C'est notamment le cas de Clermont-Ferrand, dans le centre de la France, qui a aménagé un passage 3D il y a deux semaines. «Les premiers résultats chez les automobilistes ont été de les faire freiner parce que ça donne l'impression qu'il y a une marche», explique Cyril Cineux, adjoint au maire responsable des transports.

L'endroit pour implanter le passage 3D a été choisi non pas en raison du nombre d'accidents, mais plutôt de la difficulté pour les piétons à franchir l'artère, peu d'automobilistes y cédant le passage. «Les automobilistes n'ont pas tendance à s'arrêter malgré que ce soit prescrit dans le Code de la route», déplore M. Cineux. L'aménagement fera l'objet d'un suivi pendant deux ans afin de tenter de mesurer son efficacité sur la sécurité des piétons.

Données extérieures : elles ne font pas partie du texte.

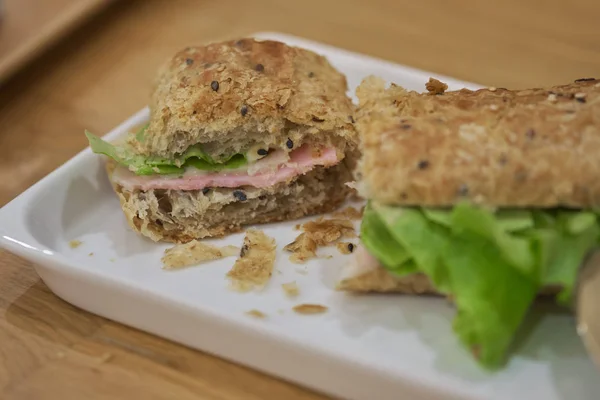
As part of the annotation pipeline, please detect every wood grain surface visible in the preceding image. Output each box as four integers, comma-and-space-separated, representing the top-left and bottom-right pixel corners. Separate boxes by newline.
0, 0, 600, 400
0, 0, 112, 80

Rares études non concluantes

Mais voilà, les études mesurant l'impact de ces passages 3D sont peu nombreuses. Deux rares études menées sur le sujet aux États-Unis ont conclu que, comme plusieurs aménagements en sécurité routière, ils verraient leur effet s'émousser avec le temps.

Une chercheuse de la Western Michigan University a étudié en 2012 l'efficacité de passages piétonniers aménagés à Chicago.

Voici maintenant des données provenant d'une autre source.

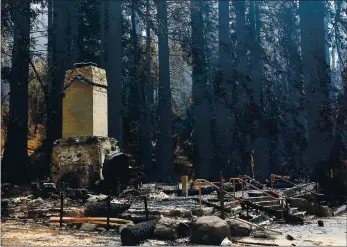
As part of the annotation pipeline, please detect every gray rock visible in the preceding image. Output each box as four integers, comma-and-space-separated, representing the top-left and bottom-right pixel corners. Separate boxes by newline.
191, 216, 231, 245
118, 222, 135, 234
226, 219, 252, 237
220, 238, 233, 246
290, 198, 333, 217
80, 223, 98, 232
154, 217, 179, 240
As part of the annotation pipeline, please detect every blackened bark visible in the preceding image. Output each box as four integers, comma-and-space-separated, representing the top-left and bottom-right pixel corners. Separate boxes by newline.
105, 1, 123, 145
157, 0, 175, 181
191, 0, 215, 179
44, 0, 72, 178
216, 0, 235, 179
69, 1, 80, 67
282, 1, 306, 171
2, 0, 31, 183
300, 1, 333, 169
246, 1, 269, 180
142, 0, 154, 178
100, 1, 107, 68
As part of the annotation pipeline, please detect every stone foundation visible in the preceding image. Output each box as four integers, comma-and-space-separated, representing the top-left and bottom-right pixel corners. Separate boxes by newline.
51, 136, 119, 188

Si la Ville des vents a observé au départ une augmentation du nombre d'automobilistes qui cédaient le passage aux piétons, l'effet a pratiquement disparu après quelques années.

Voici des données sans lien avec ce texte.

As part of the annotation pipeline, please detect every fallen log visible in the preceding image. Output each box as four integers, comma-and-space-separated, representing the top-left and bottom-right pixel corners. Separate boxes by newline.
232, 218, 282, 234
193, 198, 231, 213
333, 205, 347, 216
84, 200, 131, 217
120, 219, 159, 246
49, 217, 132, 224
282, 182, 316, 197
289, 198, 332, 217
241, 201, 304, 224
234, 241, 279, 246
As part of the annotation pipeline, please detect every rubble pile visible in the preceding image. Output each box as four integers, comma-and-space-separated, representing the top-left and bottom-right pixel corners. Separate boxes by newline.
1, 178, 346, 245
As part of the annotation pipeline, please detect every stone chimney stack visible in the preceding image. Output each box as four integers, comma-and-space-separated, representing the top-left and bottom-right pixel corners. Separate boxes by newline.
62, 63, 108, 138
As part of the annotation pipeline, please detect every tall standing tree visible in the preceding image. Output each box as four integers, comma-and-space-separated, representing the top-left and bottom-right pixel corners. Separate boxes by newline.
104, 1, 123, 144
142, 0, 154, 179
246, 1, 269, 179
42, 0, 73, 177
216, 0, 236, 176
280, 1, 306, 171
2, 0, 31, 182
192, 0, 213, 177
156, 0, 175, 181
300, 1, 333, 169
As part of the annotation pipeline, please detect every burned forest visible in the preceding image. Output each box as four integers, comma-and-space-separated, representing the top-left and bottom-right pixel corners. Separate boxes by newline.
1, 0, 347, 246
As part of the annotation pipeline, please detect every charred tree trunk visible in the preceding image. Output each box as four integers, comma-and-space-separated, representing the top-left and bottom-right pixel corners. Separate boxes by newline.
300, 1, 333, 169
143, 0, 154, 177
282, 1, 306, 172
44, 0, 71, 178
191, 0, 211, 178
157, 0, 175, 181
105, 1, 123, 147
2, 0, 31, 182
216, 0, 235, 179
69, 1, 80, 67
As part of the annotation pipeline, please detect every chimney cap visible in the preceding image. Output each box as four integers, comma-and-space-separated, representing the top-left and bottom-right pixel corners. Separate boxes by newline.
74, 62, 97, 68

Même résultat en Oklahoma, dans le Midwest américain. La mort d'une écolière en 2013, frappée par une voiture devant son école, avait incité l'État à aménager une traverse piétonne en trois dimensions. Mais les résultats n'ont pas été convaincants jusqu'à présent.

Selon les observations des ingénieurs du département des Transports de l'Oklahoma (ODOT), 9% des automobilistes freinaient à l'approche de l'aménagement dans la première année ayant suivi son apparition. Mais depuis le début de 2018, à peine 1% des automobilistes ralentissent. «Le taux de réponse à l'aménagement a diminué au fur et à mesure que les gens se sont habitués à sa présence. Ils ont pratiquement cessé d'y réagir en 2018», indique Annahlyse Meyer, porte-parole de l'ODOT.

Le passage 3D sera d'ailleurs retiré sous peu, le projet-pilote tirant à sa fin. L'ODOT recommande néanmoins de poursuivre les études, l'emplacement devant une école pouvant avoir influencé les résultats.

Dos-d'âne repeints

Outre les passages piétonniers, Outremont compte améliorer le marquage sur ses dos-d'âne. Plutôt que de peindre de petits chevrons, ces obstacles seront peints en jaune sur toute leur surface afin d'être plus visibles et éviter que les voitures les traversent à pleine vitesse.

«Le but des dos-d'âne, ce n'est pas d'abîmer les autos, mais de les faire ralentir», souligne Mme Patreau. Une cinquantaine de pictogrammes au sol pour prévenir de la proximité d'un parc et de zones scolaires seront aussi ajoutés.